4 . A rough estimate: Looks like there's a new government
David MacCormack writes
The first Estimates hearings of the new Government was always going to have a surreal air. New Ministers took their seats before their former committees, next to bureaucrats they had interrogated only months ago. New chairmen and women, like freshly-appointed prefects, struggled to assert their authority. Labor senators
repeatedly did a Wayne and forgot they were now the Government. Opposition Senators railed against the unfairness of it all, and struggled.
With little to go on against a new regime and no staff to do the detail work, the Coalition had to stick to the high level and the topical. The Finance and Public
Administration committee laboured over the Prime Minister’s errant staffers.
In the Communications committee, the recent tradition of the vile Connie Fierravanti-Wells and Michael Ronaldson maligning ABC and SBS journalists appeared to have ended – Fierravanti-Wells was last spotted chasing Kevin Rudd’s dog through the grounds of the Lodge. Coalition senators, perhaps forgetting that it was no longer Their ABC, or that there’d been an election in recent months, barely mentioned their usual obsessions of bias and left-wing influence. Instead, they spent most of their time inviting Stephen Conroy to elaborate on his plans for an independent ABC board appointment process.

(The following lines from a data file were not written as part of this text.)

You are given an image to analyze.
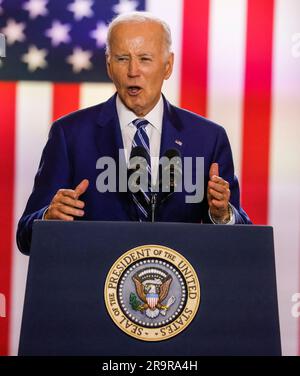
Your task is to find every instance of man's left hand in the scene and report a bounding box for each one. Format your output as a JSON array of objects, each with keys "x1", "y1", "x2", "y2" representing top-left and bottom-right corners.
[{"x1": 207, "y1": 163, "x2": 230, "y2": 222}]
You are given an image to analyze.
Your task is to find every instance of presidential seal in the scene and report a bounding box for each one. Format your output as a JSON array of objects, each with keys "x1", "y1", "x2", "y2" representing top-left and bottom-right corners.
[{"x1": 104, "y1": 245, "x2": 200, "y2": 341}]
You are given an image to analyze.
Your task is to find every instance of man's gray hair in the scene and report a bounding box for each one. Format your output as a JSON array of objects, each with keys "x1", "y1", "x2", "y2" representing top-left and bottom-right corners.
[{"x1": 106, "y1": 12, "x2": 172, "y2": 55}]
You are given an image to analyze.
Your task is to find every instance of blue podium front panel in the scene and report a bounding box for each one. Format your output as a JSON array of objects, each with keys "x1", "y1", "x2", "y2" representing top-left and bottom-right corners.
[{"x1": 19, "y1": 221, "x2": 281, "y2": 356}]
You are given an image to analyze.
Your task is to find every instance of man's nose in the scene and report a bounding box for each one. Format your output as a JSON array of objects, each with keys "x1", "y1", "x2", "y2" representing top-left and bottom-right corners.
[{"x1": 127, "y1": 59, "x2": 139, "y2": 77}]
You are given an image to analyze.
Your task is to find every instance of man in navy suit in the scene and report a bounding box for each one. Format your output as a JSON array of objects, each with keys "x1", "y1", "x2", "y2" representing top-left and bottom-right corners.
[{"x1": 17, "y1": 12, "x2": 251, "y2": 253}]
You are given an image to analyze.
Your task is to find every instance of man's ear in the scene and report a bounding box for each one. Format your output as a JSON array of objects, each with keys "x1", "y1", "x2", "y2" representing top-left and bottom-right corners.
[{"x1": 165, "y1": 52, "x2": 174, "y2": 80}]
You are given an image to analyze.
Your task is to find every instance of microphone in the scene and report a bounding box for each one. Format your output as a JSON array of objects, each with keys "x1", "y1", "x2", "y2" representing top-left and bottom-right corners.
[
  {"x1": 127, "y1": 146, "x2": 152, "y2": 219},
  {"x1": 151, "y1": 149, "x2": 182, "y2": 222},
  {"x1": 127, "y1": 146, "x2": 149, "y2": 193},
  {"x1": 159, "y1": 149, "x2": 182, "y2": 198}
]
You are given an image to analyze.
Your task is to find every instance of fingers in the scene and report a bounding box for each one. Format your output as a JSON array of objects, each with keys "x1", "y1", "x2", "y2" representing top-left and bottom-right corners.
[
  {"x1": 209, "y1": 163, "x2": 219, "y2": 179},
  {"x1": 44, "y1": 179, "x2": 89, "y2": 221},
  {"x1": 75, "y1": 179, "x2": 89, "y2": 198},
  {"x1": 207, "y1": 167, "x2": 230, "y2": 220}
]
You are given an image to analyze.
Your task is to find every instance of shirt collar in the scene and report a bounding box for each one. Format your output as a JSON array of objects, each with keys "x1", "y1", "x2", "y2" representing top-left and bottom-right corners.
[{"x1": 116, "y1": 95, "x2": 164, "y2": 133}]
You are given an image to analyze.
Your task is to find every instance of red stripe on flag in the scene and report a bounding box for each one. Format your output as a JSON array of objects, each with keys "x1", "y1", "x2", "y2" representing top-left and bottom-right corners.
[
  {"x1": 242, "y1": 0, "x2": 274, "y2": 224},
  {"x1": 52, "y1": 83, "x2": 80, "y2": 120},
  {"x1": 180, "y1": 0, "x2": 209, "y2": 116},
  {"x1": 0, "y1": 82, "x2": 16, "y2": 355}
]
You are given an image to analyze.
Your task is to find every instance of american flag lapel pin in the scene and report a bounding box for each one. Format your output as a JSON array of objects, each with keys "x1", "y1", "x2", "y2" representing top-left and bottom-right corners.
[{"x1": 175, "y1": 140, "x2": 182, "y2": 146}]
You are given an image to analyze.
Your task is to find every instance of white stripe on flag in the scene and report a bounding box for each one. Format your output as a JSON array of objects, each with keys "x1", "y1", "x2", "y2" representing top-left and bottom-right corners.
[
  {"x1": 10, "y1": 82, "x2": 52, "y2": 355},
  {"x1": 146, "y1": 0, "x2": 184, "y2": 106},
  {"x1": 269, "y1": 0, "x2": 300, "y2": 355},
  {"x1": 207, "y1": 0, "x2": 247, "y2": 177},
  {"x1": 79, "y1": 83, "x2": 116, "y2": 108}
]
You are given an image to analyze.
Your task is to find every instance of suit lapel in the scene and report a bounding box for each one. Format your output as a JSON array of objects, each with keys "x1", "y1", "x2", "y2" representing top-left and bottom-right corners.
[
  {"x1": 96, "y1": 94, "x2": 137, "y2": 221},
  {"x1": 96, "y1": 94, "x2": 124, "y2": 161},
  {"x1": 160, "y1": 96, "x2": 184, "y2": 157}
]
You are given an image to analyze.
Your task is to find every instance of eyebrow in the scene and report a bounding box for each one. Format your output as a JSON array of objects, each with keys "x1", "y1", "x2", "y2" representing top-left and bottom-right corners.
[{"x1": 113, "y1": 52, "x2": 154, "y2": 57}]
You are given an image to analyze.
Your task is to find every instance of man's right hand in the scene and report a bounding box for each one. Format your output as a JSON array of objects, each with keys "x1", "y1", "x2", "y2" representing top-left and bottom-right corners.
[{"x1": 44, "y1": 179, "x2": 89, "y2": 221}]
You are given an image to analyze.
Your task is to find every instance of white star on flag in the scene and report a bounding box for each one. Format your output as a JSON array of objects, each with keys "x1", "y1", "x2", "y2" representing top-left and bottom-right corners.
[
  {"x1": 66, "y1": 47, "x2": 93, "y2": 73},
  {"x1": 67, "y1": 0, "x2": 94, "y2": 21},
  {"x1": 22, "y1": 46, "x2": 48, "y2": 72},
  {"x1": 23, "y1": 0, "x2": 48, "y2": 19},
  {"x1": 45, "y1": 21, "x2": 71, "y2": 47},
  {"x1": 113, "y1": 0, "x2": 139, "y2": 14},
  {"x1": 90, "y1": 22, "x2": 108, "y2": 47},
  {"x1": 2, "y1": 19, "x2": 25, "y2": 44}
]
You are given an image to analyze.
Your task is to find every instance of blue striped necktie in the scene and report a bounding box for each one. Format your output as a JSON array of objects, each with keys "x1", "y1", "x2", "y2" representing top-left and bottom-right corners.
[{"x1": 132, "y1": 119, "x2": 151, "y2": 221}]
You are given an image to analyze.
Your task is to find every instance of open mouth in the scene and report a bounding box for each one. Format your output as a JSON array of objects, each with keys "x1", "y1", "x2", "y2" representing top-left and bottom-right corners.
[{"x1": 127, "y1": 86, "x2": 142, "y2": 96}]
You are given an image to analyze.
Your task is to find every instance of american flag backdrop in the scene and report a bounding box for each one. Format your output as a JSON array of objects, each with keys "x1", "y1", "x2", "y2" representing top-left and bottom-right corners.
[{"x1": 0, "y1": 0, "x2": 300, "y2": 355}]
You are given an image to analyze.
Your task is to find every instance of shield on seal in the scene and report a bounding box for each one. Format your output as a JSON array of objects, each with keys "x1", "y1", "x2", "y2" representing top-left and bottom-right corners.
[{"x1": 146, "y1": 293, "x2": 159, "y2": 309}]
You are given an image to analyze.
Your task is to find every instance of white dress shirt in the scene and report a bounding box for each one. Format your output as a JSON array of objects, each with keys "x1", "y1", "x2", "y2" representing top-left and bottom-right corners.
[{"x1": 116, "y1": 96, "x2": 164, "y2": 185}]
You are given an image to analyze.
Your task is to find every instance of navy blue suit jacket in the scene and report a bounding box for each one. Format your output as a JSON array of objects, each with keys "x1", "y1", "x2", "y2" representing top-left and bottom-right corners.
[{"x1": 17, "y1": 95, "x2": 251, "y2": 253}]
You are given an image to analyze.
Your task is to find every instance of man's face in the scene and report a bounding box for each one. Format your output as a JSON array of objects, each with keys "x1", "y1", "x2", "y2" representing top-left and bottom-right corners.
[{"x1": 107, "y1": 22, "x2": 173, "y2": 117}]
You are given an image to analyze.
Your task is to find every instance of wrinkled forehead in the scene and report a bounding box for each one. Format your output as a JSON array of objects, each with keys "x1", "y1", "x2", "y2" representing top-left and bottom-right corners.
[{"x1": 111, "y1": 21, "x2": 166, "y2": 48}]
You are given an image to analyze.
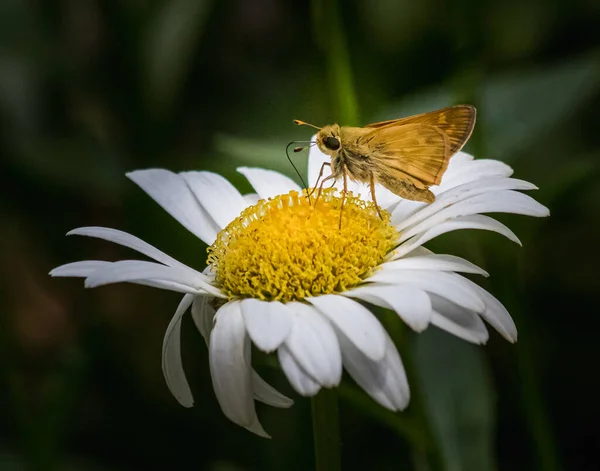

I do like to see my taxes at work - particularly the hard right anti-public service tradition of 'Senator' Bronwyn Bishop who have lived a life high on the public teat, give defenceless public servants a hard time and, essentially, are as dumb as two short planks.

(Sorry about bold type, I hit a key or combination of and it appeared, not way in Blogger to undo).

2 comments:

Ann ODyne said...

Watching 4 Cnrs, I was intrigued at the film of the concession speech, where Janette's robust acknowledgement of the gathered faithful - was as if it was all about HER.
Was the young girl a fiance of one of the sons?
If so, how awful for her to stand up there in front of all that.
and where was the chain-smoking Janette-clone daughter?

another intrigue: when JH had her cancer trauma, he was very secretive about it all, and at the time I thought "how nice of him", but since then it has been revealed that she had cervical cancer, which is well-documented as Sexually-Transmitted, and "brought to the woman by the man, who has usually had multiple partners" ... extraordinary.

phil said...

As Neddy Seagoon used to say, "I don't wish to know that!"